WASHINGTON — Tesla reported 273 vehicle crashes involving advanced driving assistance systems like Autopilot since July, while Honda Motor identified 90, data from U.S. auto safety regulators released on Wednesday showed.
The companies made the disclosures to the National Highway Traffic Safety Administration (NHTSA) after the regulator issued an order in June 2021 requiring automakers and tech companies to immediately report all crashes involving advanced driver assistance systems (ADAS), such as lane-keeping and adaptive cruise control, and vehicles equipped with automated driving systems being tested on public roads.
Of the 392 total crashes involving ADAS reported by a dozen automakers, six deaths were reported and five had serious injuries.
NHTSA said Alphabet Inc’s self-driving car unit Waymo reported 62 crashes involving vehicles with automated driving systems, while General Motors’ Cruise had 23.

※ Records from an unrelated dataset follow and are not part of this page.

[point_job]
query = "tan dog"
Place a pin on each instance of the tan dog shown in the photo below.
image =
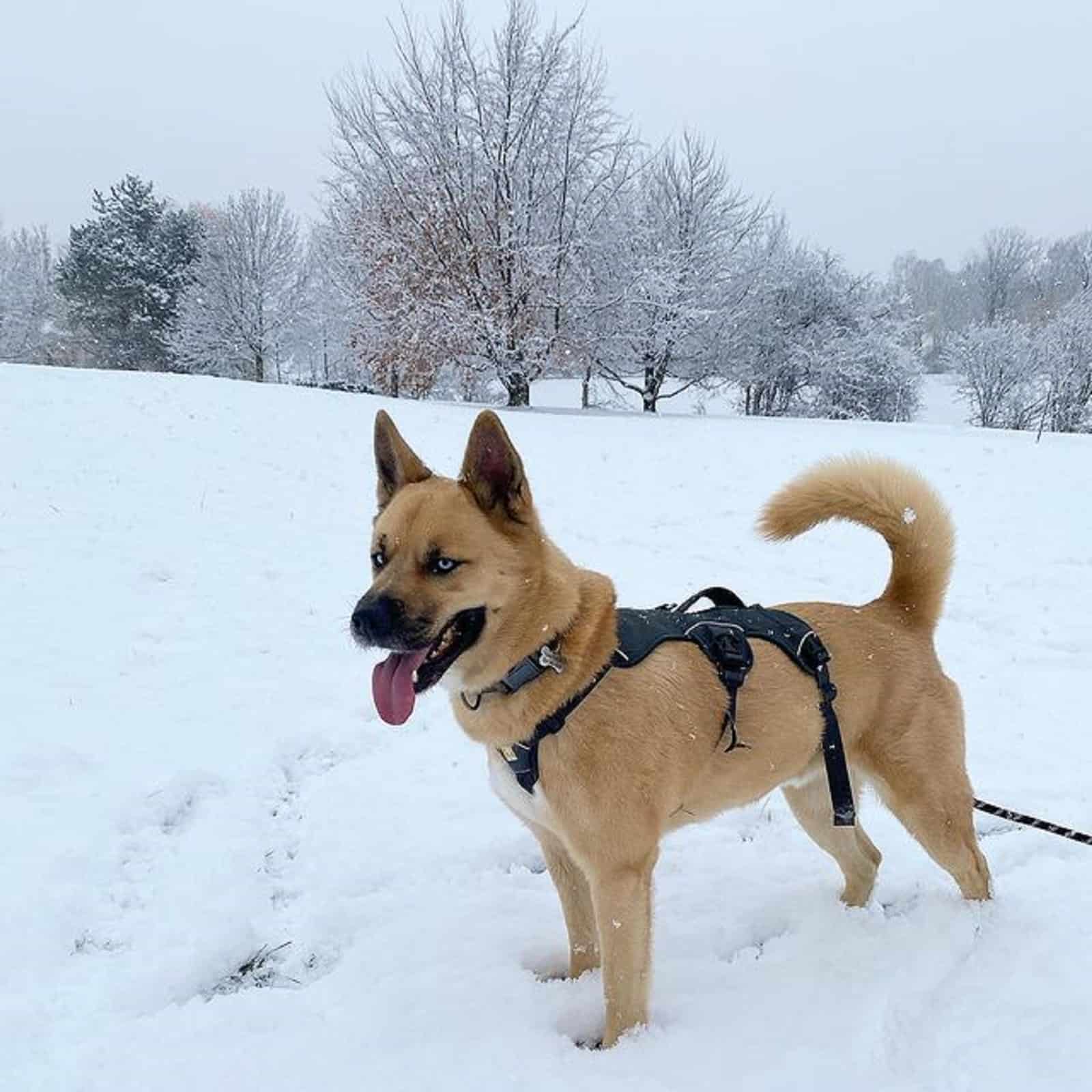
(467, 584)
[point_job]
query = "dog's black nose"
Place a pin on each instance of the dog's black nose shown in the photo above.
(377, 618)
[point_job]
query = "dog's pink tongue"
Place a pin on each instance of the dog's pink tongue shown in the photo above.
(392, 685)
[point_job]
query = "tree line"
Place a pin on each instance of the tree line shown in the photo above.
(491, 220)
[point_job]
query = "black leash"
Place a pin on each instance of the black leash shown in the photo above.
(1074, 835)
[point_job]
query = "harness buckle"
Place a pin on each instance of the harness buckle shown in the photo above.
(549, 658)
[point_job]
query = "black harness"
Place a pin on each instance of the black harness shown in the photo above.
(723, 633)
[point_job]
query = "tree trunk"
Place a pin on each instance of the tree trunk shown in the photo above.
(651, 391)
(519, 389)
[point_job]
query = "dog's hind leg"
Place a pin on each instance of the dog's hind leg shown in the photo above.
(936, 807)
(849, 846)
(577, 906)
(622, 891)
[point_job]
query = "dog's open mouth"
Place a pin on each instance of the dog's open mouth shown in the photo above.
(397, 682)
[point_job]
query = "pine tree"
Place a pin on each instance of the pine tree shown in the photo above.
(124, 273)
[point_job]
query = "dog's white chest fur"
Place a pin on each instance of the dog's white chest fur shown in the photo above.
(531, 807)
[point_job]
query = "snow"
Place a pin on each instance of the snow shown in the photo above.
(191, 771)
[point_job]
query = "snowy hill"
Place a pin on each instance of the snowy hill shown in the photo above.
(191, 771)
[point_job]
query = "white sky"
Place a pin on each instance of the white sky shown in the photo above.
(878, 126)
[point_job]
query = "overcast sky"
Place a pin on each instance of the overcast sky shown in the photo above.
(878, 126)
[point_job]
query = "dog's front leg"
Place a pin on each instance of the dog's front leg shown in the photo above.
(622, 897)
(577, 906)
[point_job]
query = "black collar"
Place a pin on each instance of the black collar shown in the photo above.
(546, 659)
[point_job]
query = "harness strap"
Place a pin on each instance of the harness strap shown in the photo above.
(833, 751)
(522, 758)
(722, 633)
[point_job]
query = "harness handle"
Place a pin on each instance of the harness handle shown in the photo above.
(719, 597)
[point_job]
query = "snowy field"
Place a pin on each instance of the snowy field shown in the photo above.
(191, 771)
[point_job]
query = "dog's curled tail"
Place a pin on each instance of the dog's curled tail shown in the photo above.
(889, 498)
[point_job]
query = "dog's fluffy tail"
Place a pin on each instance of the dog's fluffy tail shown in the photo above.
(889, 498)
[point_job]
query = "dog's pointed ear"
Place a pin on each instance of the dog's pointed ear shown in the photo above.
(494, 471)
(396, 462)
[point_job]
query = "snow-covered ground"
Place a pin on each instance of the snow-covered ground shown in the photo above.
(191, 771)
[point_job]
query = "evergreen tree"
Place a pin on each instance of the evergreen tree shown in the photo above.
(124, 273)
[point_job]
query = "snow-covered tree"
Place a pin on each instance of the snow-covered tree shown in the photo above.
(124, 273)
(472, 178)
(866, 374)
(936, 302)
(322, 344)
(240, 313)
(27, 296)
(675, 268)
(998, 369)
(1001, 276)
(1065, 364)
(813, 339)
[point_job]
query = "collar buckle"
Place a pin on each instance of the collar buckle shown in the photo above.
(551, 659)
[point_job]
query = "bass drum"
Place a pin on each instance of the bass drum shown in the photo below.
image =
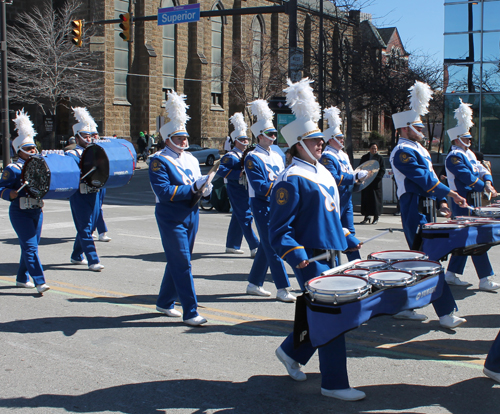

NHTSA said the data has already been used to trigger investigations and recalls and helped inform existing defect probes. The agency did not immediately identify who was at fault in crashes and will release more detailed information on individual incidents later on Wednesday.
The agency emphasized crashes are tracked by individual automakers in different ways and discouraged comparisons of performance among automakers in part because there aren’t comprehensive metrics on how widely each system is used.
Tesla, Cruise and Waymo did not immediately respond to requests for comment.
Japan’s Honda told Reuters it had found no defects in the systems and its crash reports were based on unverified customer statements “to comply with NHTSA’s 24-hour reporting deadline.”
No other automaker reported more than 10 ADAS crashes during the period.
Despite the limitations, NHTSA said the data was essential in order to quickly spot potential defects or safety trends. Incidents that occur when an advanced system was engaged within 30 seconds of a crash must be reported within 24 hours to NHTSA.
“By providing NHTSA with critical and timely safety data this will help our investigators quickly identify potential defect trends,” NHTSA Administrator Steven Cliff told reporters. He cautioned the raw number of incidents reported per manufacturer “is by itself inadequate to draw conclusions.”
The agency plans to release new data monthly.
NHTSA has been scrutinizing Autopilot and said last week it was upgrading its probe into 830,000 Tesla vehicles with the system, a required step before it could seek a recall. The regulator had opened a preliminary evaluation to assess the performance of Autopilot after about a dozen crashes in which Tesla vehicles struck stopped emergency vehicles.
Separately, NHTSA has opened 35 special crash investigations involving Tesla vehicles in which ADAS was suspected of being used. A total of 14 crash deaths have been reported in those Tesla investigations, including a May California crash that killed three people.
Tesla says Autopilot allows the vehicles to brake and steer automatically within their lanes but does not make them capable of driving themselves.